Samuel admits the most important thing about the EMAs is finding brands that align with MTV and Viacom’s core message. For instance, this year Viacom partnered with live streaming app TikTok in order to bring the awards to life. The red carpet was also streamed via Virgin and BSkyB.
“Ten years ago ‘Isle of MTV’ was a big concert and a TV highlight show, a decade on and it’s a live to air broadcast, a TV highlights show, a live stream and a Facebook Live,” Samuel says.
“So each year it’s about looking and identify the additional opportunities and how they plug in to the content story.”
Additionally, while Russell did not elaborate when asked whether Viacom would like to offer a streaming service of its own or whether it is looking to form more partnerships, the network has recently joined forces with Facebook Watch to broadcast MTV programme, ‘The Real World’.
“We’re absolutely in that space and talking to appropriate partners,” Samuel adds.

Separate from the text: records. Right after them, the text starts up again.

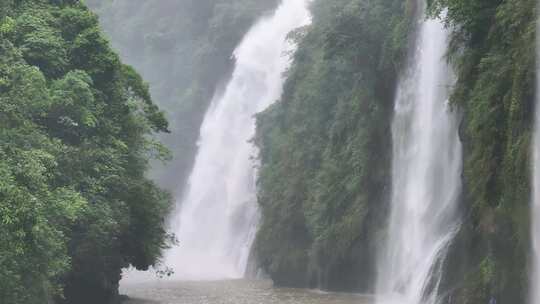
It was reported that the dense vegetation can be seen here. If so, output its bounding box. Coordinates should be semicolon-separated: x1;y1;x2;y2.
256;0;536;303
87;0;278;191
0;0;169;304
4;0;536;304
255;0;417;290
432;0;537;303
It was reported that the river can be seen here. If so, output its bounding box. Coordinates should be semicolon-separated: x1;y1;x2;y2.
120;280;373;304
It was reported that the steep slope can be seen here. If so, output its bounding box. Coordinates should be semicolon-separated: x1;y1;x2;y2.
87;0;279;192
255;0;416;291
0;0;169;304
426;0;536;303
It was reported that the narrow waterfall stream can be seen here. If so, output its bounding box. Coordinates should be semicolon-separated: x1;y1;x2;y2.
160;0;310;280
529;1;540;304
377;4;462;304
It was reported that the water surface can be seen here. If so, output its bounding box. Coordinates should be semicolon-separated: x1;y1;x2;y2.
121;280;373;304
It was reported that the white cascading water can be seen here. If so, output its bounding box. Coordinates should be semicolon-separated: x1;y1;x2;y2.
529;1;540;304
164;0;310;280
377;4;462;304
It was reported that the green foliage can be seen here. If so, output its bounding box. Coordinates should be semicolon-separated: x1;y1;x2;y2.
431;0;536;303
0;0;170;304
86;0;279;191
255;0;413;291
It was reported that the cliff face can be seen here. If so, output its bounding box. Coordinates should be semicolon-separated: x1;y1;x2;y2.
432;0;536;303
255;0;536;303
87;0;278;192
254;0;415;291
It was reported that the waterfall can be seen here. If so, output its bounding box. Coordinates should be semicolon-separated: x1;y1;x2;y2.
377;5;462;304
529;1;540;304
160;0;310;280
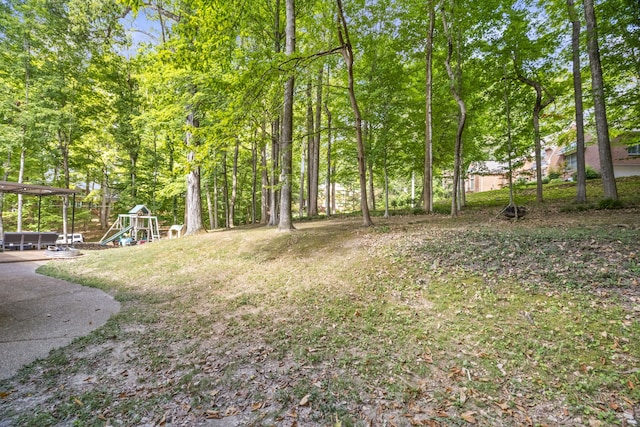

The new series was produced specifically for Facebook Watch’s audiences in the US, Mexico and Thailand in a bid to catch the attention of a new generation of viewers.
On top of this, Viacom entered into a partnership with Netflix this year, offering the streaming giant branded content which includes a Nickelodeon series exclusively produced for Netflix.
The move followed the news that Viacom’s revenue declined in the latest quarter, falling 3.8% year on year to $3.24bn, due to lower international sales from its film division which includes Paramount Pictures.
Putting a value on micro assets
There’s a continued shift of broadcasters looking into engagement rather than just viewing metrics, according to Samuel who adds Viacom is trying to “put a value on ‘depth of engagement’ rather than just impressions” but that it’s also important to “strike a balance”.
“That all comes back to the importance of entertainment, engaging an audience and making sure your brands add value to that experience,” he says.
He believes over the next year Viacom, alongside other broadcasting giants, will make use of the smaller “micro assets” associated with a big event, suggesting that how they’re tapping into “shared moments” is evolving.
“People are coming together but breaking off after these shared moments and having multiple smaller conversations within their social networks and using that entertainment moment for social currency,” he says.
“For example, around the EMAs it’s important to provide assets for the audience.”
Samuel notes that forming a partnership with Gify during a previous EMAs event allowed the broadcaster to explore how the audience used those assets and whether it drove conversations.
“It’s looking at the macro and the micro at the same time. You might be planning a big macro moment like the EMAs but we must look at how those micro assets can help create a social currency around the brand,” he concludes.